Tips for Creating an Accessible Website
So, how can a company become compliant? At Makeway, we like to start with the user and how they might engage with certain tools. We’ve broken it down into three main areas: blind individuals using screen-readers, people with motor impairments that are using the keyboard, and other disabilities, such as color blindness, epilepsy, and minor visual impairments, who may be affected by the user interface and design of a website.

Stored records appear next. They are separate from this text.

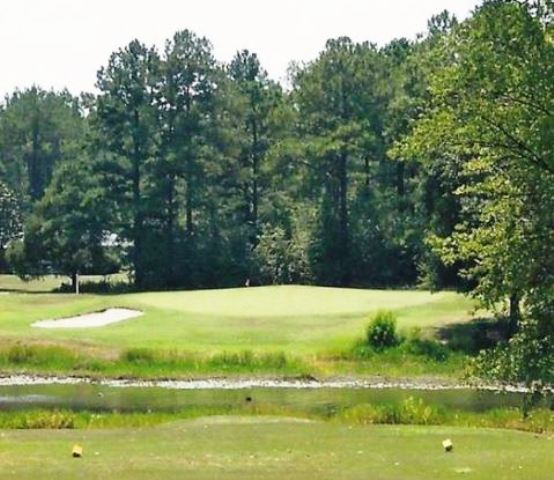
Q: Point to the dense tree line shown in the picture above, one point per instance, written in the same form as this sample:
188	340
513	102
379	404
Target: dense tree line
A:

This approach can help organizations think more broadly about whether they’re overlooking any hidden barriers. It can also be valuable to familiarize yourself with resources provided by the ADA. Below are six ways to create a more accessible website:
- Provide sufficient color contrast between the text and background of your site
- Include text cues when using color, such as red text to indicate required form fields
- Write text alternatives (“alt text”) to convey the purpose of pictures, illustrations, charts, etc., to support those who are blind and use screen readers
- Add video captions and text to identify prominent speakers
- Build headings into the website’s layout to help those who are blind better understand the layout and navigation
- Offer a reporting feature to allow the public to notify your company of accessibility problems
At Makeway, we also suggest that companies use automated accessibility checkers to manage compliance. While there are a variety of helpful tools, we find WebAIM’s Color Contrast Tool and accessiBe’s Ace Tool to be solid resources.
The rapid pace of advancing technology is exciting. It often leads to greater efficiencies, better communication and broader access to new customers. However, as we move forward, it’s vitally important that we don’t leave anyone behind.